4.2. Con il terzo e quarto motivo, denunciano l'omesso esame della censura relativa al mancato accertamento peritale del danno psichico lamentato dai genitori quale conseguenza della morte della sorella nonchè la violazione del diritto al risarcimento integrale del danno alla salute psichica e la violazione anche della prova

documentale e di quella presuntiva semplice circa l'esistenza del denunciato danno psichico da lutto. I motivi sono infondati.

Il giudice del merito non è incorso nelle violazione a lui addebitate. Infatti, al punto tre della sentenza impugnata ha indicato i motivi per cui ha dichiarato inammissibili le richieste istruttorie degli appellanti ed al punto quattro, ha motivato in modo congruo e scevro da vizi logico giuridici, sulla liquidazione del danno.
In realtà i ricorrenti pur denunciando, apparentemente, violazione di legge chiedono in realtà a questa Corte di pronunciarsi ed interpretare questioni di mero fatto non censurabili in questa sede mostrando di anelare ad una surrettizia trasformazione del giudizio di legittimità in un nuovo, non consentito, terzo grado di merito, nel quale ridiscutere analiticamente tanto il contenuto dei fatti storici quanto le valutazioni di quei fatti espresse dal giudice di appello - non condivise e per ciò solo censurate al fine di ottenerne la sostituzione con altre più consone alle proprie aspettative (Cass. n. 21381/2006).

4.3. Con il quinto, sesto settimo e ottavo motivo, i ricorrenti lamentano la liquidazione del danno morale, cd. danno catastrofale, trapassato iure hereditario.

Anche tali motivi sono infondati.

E' principio di questa Corte che in materia di danno non patrimoniale, in caso di morte cagionato da un illecito, il pregiudizio conseguente è costituito dalla perdita della vita, bene giuridico autonomo rispetto alla salute, fruibili solo in natura dal titolare e insuscettibile di essere reintegrato per equivalente, sicchè, ove il decesso si verifichi immediatamente o dopo un brevissimo tempo dalle lesioni personali, deve escludersi la risarcibilità iure hereditatis di tale pregiudizio in ragione - nel primo caso - dell'assenza del soggetto al quale sia collegabile la perdita del bene e nel cui patrimonio possa essere acquisito il relativo credito risarcitorio, ovvero nel secondo - della mancanza di utilità di uno spazio di vita brevissimo (Cass. 5684/2016; Cass. 1535/2015).

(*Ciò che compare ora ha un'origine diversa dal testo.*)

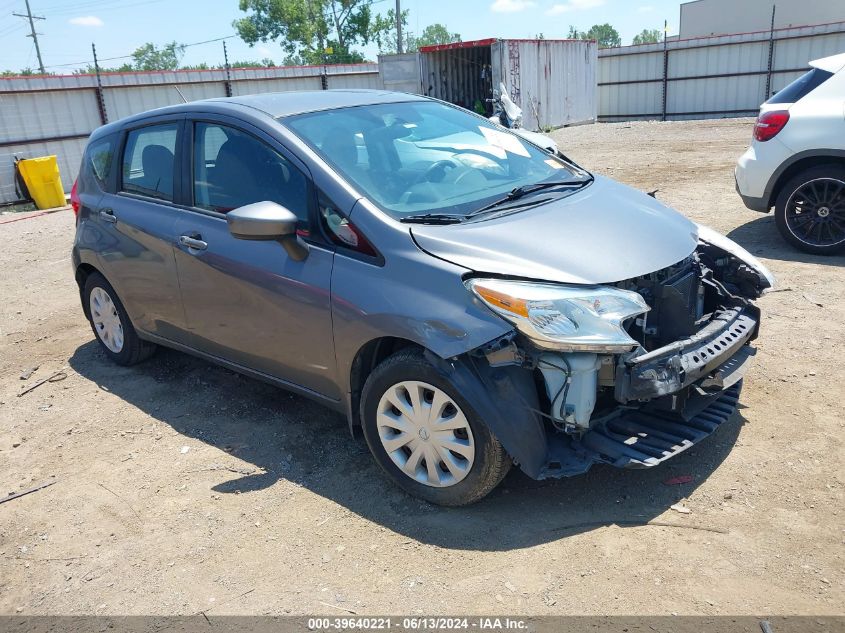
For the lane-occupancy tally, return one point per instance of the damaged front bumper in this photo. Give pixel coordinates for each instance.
(559, 412)
(717, 353)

Nel caso di specie il giudice del merito ha accertato che dalla cartella clinica dell'Ospedale di (OMISSIS) risultava che G.M. versava in "grave stato di shock" avendo riportato tra l'altro un grave trauma cranio-facciale e che il decesso era intervenuto dopo poche ore.

5. Le spese del giudizio di legittimità seguono la soccombenza.

PQM

la Corte rigetta il ricorso e condanna i ricorrenti solidalmente al pagamento delle spese del presente giudizio di legittimità in favore della controricorrente che liquida in complessivi Euro 6.200,00 di cui Euro 200 per esborsi, oltre accessori di legge e spese generali.
Ai sensi del D.P.R. n. 115 del 2002, art. 13, comma 1-quater, dà atto della sussistenza dei presupposti per il versamento, da parte del ricorrente principale, dell'ulteriore importo a titolo di contributo unificato pari a quello dovuto per il ricorso principale, a norma del citato art. 13, comma 1-bis.

Così deciso in Roma, nella Camera di consiglio della Sezione Terza Civile della Corte Suprema di Cassazione, il 22 giugno 2016.
Depositato in Cancelleria il 25 ottobre 2016.